This notebook illustrates how to scrape data from the NBA statistics webpage. This notebook is set up for educational and learning purpose only. In the previous notebook, IPL stats were retrieved using trivial methods with a static url. However, it is possible to exploit the pattern in the url to retrieve a large amount of data as seen in this notebook.

In [1]:
# !pip3 install requests
# !pip3 install pandas

In [2]:
import requests
import os
import pandas as pd
import logging
import time

Set up logging.

In [3]:
logging_dir_path = "../logging"
logging_filename = "logging.log"
if not os.path.exists(logging_dir_path):
    os.mkdir(logging_dir_path)

logging.basicConfig(
    level=logging.INFO,
    format="%(asctime)s %(levelname)s %(message)s",
    datefmt="%Y-%m-%d %H:%M:%S",
    filename=logging_dir_path + "/" + logging_filename,
)

#### URL to retrieve the data from.
To scrape data from a web page, the url corresponding to that webpage needs to located. However, just the web url of the webpage would not return the data since an api call needs to be made to that url. The url for the api call can be retrieved from the webpage inspection on the web browser. Entering that url on the browser returns the desired data. Going through the raw data on the browser should give enough understanding on how to retrieve that data as desired.<br><br>
In this case, the link was copied as cURL and then converted into python code using curlconverter.com.

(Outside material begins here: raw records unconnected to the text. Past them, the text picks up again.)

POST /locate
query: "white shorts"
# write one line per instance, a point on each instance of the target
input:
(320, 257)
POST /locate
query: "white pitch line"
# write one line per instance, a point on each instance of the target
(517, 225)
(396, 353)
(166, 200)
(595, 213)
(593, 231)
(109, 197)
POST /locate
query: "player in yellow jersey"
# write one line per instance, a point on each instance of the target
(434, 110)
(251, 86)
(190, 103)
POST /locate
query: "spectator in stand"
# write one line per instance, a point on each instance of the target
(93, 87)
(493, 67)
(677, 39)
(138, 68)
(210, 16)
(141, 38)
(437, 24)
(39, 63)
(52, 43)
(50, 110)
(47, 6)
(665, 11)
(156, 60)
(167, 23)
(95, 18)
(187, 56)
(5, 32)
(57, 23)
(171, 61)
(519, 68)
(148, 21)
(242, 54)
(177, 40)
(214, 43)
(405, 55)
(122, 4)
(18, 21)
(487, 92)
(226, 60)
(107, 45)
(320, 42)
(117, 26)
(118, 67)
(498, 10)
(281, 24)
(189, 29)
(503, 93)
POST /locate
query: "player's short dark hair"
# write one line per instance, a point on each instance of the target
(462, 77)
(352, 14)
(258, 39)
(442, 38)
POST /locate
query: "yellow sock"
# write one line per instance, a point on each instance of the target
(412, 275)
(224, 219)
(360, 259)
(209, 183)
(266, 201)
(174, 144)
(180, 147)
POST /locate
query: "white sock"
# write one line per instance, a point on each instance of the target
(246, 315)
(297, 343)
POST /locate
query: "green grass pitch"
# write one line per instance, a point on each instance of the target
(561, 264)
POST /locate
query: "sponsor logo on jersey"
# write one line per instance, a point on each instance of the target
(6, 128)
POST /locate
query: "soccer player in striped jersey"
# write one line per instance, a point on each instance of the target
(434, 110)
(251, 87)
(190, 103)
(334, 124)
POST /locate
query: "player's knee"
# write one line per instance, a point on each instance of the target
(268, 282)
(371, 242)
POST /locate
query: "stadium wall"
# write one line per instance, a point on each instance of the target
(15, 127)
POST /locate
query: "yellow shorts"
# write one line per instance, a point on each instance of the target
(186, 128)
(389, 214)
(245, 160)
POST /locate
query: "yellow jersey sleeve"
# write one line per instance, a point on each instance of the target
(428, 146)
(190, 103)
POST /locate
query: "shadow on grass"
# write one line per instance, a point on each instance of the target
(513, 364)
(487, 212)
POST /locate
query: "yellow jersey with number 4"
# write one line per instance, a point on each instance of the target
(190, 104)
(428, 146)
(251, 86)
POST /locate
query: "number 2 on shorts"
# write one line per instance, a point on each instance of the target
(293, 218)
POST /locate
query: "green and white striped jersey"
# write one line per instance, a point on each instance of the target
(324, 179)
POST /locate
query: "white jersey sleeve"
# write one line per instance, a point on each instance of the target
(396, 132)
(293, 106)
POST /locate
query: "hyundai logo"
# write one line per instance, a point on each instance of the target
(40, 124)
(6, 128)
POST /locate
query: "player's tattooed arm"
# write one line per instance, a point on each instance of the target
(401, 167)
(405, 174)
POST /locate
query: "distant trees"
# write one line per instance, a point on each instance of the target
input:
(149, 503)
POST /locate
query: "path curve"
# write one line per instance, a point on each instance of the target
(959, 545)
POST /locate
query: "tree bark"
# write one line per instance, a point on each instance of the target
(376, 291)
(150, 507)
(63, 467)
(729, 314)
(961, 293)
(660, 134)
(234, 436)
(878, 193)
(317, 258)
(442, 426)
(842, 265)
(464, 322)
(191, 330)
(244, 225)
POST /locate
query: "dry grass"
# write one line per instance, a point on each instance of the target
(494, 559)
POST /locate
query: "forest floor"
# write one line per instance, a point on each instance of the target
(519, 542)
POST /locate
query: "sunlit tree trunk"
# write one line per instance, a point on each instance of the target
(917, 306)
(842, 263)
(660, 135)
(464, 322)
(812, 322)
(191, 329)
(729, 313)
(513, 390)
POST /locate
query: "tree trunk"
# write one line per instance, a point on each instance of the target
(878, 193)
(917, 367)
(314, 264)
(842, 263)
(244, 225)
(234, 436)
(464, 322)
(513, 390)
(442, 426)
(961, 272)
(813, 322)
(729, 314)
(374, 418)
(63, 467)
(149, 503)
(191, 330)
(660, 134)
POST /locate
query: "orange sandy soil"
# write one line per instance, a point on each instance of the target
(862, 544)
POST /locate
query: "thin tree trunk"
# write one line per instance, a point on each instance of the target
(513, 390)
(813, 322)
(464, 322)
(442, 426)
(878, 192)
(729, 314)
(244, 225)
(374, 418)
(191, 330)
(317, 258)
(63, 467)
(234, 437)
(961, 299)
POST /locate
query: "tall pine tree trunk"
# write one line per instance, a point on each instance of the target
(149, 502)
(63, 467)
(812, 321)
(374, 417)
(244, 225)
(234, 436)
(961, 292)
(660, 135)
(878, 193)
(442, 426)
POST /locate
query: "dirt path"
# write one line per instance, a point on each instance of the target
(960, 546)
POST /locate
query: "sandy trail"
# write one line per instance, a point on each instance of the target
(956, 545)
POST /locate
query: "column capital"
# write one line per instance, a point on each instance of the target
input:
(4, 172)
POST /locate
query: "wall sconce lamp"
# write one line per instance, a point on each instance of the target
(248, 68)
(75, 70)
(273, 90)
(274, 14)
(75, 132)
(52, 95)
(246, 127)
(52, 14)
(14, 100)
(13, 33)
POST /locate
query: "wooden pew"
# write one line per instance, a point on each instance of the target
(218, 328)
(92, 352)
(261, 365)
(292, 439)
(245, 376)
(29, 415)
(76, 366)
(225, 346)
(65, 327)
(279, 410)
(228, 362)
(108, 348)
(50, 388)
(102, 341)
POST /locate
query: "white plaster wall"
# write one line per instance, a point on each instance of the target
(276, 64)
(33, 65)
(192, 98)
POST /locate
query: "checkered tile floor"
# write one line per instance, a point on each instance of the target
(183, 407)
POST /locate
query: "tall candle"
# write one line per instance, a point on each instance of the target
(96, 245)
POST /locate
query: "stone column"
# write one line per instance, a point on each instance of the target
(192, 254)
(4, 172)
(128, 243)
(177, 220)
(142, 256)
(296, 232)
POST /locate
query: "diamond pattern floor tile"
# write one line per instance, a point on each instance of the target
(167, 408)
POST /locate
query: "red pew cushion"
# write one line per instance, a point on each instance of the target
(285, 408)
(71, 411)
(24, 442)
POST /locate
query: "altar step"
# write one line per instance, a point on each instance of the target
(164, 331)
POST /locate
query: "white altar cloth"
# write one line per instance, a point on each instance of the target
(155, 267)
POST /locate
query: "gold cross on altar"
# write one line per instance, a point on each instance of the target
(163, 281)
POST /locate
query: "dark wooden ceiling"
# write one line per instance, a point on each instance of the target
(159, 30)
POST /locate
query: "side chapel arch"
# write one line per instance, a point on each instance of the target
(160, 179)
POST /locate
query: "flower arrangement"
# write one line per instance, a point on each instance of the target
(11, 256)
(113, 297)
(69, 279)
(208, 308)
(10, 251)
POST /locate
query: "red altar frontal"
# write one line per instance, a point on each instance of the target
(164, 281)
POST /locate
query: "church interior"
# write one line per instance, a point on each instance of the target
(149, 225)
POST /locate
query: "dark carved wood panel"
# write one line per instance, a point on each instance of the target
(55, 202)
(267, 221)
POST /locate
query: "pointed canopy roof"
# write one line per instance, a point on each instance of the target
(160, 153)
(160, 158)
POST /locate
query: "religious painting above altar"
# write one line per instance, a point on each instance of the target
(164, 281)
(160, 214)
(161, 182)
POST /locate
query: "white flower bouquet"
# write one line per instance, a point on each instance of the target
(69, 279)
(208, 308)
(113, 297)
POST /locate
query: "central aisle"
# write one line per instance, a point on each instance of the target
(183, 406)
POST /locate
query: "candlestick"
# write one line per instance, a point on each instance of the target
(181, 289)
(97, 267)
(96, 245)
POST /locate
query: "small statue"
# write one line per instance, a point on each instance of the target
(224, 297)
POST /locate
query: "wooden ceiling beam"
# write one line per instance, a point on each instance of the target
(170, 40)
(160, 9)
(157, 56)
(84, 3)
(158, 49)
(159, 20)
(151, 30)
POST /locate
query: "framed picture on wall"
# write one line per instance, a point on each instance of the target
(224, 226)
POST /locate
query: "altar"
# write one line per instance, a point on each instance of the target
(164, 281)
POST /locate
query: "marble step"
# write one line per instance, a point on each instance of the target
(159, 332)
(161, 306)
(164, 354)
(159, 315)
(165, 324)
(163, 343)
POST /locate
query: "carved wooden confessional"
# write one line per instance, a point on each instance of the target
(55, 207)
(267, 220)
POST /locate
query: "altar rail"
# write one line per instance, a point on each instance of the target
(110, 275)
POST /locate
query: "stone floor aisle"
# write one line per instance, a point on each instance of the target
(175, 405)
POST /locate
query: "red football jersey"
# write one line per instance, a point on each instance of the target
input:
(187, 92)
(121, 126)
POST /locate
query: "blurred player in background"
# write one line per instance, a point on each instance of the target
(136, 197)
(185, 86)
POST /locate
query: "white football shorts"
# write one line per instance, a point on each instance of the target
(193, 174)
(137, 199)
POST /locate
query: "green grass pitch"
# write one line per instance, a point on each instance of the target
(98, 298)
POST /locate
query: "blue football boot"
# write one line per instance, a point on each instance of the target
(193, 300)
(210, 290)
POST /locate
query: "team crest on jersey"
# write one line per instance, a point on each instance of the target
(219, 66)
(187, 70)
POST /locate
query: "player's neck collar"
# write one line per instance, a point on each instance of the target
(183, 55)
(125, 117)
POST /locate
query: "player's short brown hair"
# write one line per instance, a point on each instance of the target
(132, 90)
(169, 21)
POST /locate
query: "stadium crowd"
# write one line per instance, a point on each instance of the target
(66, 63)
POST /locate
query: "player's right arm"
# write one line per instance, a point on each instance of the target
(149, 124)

#### URL to retrieve the data from.
To scrape data from a web page, the url corresponding to that webpage needs to located. However, just the web url of the webpage would not return the data since an api call needs to be made to that url. The url for the api call can be retrieved from the webpage inspection on the web browser. Entering that url on the browser returns the desired data. Going through the raw data on the browser should give enough understanding on how to retrieve that data as desired.<br><br>
In this case, the link was copied as cURL and then converted into python code using curlconverter.com.

In [4]:
headers = {
    "Accept": "*/*",
    "Accept-Language": "en-US,en;q=0.9",
    "Connection": "keep-alive",
    "Origin": "https://www.nba.com",
    "Referer": "https://www.nba.com/",
    "Sec-Fetch-Dest": "empty",
    "Sec-Fetch-Mode": "cors",
    "Sec-Fetch-Site": "same-site",
    "User-Agent": "Mozilla/5.0 (Macintosh; Intel Mac OS X 10_15_7) AppleWebKit/537.36 (KHTML, like Gecko) Chrome/114.0.0.0 Safari/537.36",
    "sec-ch-ua": '"Not.A/Brand";v="8", "Chromium";v="114", "Google Chrome";v="114"',
    "sec-ch-ua-mobile": "?0",
    "sec-ch-ua-platform": '"macOS"',
}

params = {
    "College": "",
    "Conference": "",
    "Country": "",
    "DateFrom": "",
    "DateTo": "",
    "Division": "",
    "DraftPick": "",
    "DraftYear": "",
    "GameScope": "",
    "GameSegment": "",
    "Height": "",
    "LastNGames": "0",
    "LeagueID": "00",
    "Location": "",
    "MeasureType": "Base",
    "Month": "0",
    "OpponentTeamID": "0",
    "Outcome": "",
    "PORound": "0",
    "PaceAdjust": "N",
    "PerMode": "Totals",
    "Period": "0",
    "PlayerExperience": "",
    "PlayerPosition": "",
    "PlusMinus": "N",
    "Rank": "N",
    "Season": "2022-23",
    "SeasonSegment": "",
    "SeasonType": "Playoffs",
    "ShotClockRange": "",
    "StarterBench": "",
    "TeamID": "0",
    "VsConference": "",
    "VsDivision": "",
    "Weight": "",
}

After some inspeaction of the url by choosing a different stat on the page, it is known that the seasons and the season types can be altered in the url to retrieve the corresponding data.

In [5]:
start_time = time.time()
scraped_text_json = requests.get(
    "https://stats.nba.com/stats/playerindex", params=params, headers=headers
).json()
msg = (
    "total time take to retrieve all data: "
    + str(time.time() - start_time)
    + " seconds."
)
logging.info(msg)
print(msg)

total time take to retrieve all data: 0.71169114112854 seconds.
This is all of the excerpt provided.